Investigating the role of Bruno interactions with oskar regulatory proteins

Oskar (Osk) is a posterior body-patterning determinant in Drosophila melanogaster and is highly concentrated at the posterior pole of the oocyte. osk mRNA is translationally repressed until it reaches the posterior of the oocyte where Osk protein is made. Bruno (Bru) represses translation during osk mRNA localization by direct binding, but how Bru-mediated repression is relieved at the posterior of the oocyte is unknown. Two types of Bru protein interactions are implicated in repression of osk: Bru-Cup interaction and Bru dimerization. By mapping the Bru domains that are important for these interactions, I found that the amino-terminal domain of Bru contributes to both interactions, and deletion of this domain caused a defect in translational repression. However point mutations, within the amino-terminal domain, that disrupt both types of interaction in vitro did not interfere with translational repression in vivo. The difference may be due to other factors stabilizing the Bru-Cup interaction in vivo, as the mutant Bru still associates with Cup in vivo. My work supports the model of repression that relies on Bru interaction with Cup. I also build a new model in which Bru dimerization promotes translational activation of osk, based on my unexpected results: dimerization-defective Bru only weakly accumulated Osk::GFP fusion protein encoded by an osk::GFP reporter RNA bearing a Bru-binding region, while dimerization-competent Bru showed the opposite effect. This suggests that dimerization may contribute to switching Bru from a repressor to an activator, with dimerization controlled via a post-translational modification.

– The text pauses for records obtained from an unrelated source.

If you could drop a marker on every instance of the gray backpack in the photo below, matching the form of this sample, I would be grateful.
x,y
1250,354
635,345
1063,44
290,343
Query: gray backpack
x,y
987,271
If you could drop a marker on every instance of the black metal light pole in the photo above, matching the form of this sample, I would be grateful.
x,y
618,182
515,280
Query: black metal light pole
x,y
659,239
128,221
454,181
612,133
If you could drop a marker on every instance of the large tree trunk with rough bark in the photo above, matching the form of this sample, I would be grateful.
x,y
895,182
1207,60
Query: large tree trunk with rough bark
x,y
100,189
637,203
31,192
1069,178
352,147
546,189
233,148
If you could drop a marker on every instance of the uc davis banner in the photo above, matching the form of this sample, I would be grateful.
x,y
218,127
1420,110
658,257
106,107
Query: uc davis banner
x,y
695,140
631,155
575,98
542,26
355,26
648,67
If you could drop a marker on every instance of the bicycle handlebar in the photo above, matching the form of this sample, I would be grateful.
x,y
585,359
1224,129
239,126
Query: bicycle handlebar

Consistent with this, I found that a small fraction of Bru in ovaries is phosphorylated. PKA is a positive regulator of osk expression and phosphorylates Bru in vitro. To test if PKA regulation of osk is mediated through Bru, I examined the effect of altering PKA activity on Bru phosphorylation and Bru-mediated repression. Modulating PKA activity caused small, yet detectable changes in Bru phosphorylation and Bru-dependent translational repression using an osk::GFP reporter. However, while the studies with Bru mutants suggest that phosphorylation promotes repression by Bru, these studies argue for a role in promoting activation. Further work will be required to explain these phenomena.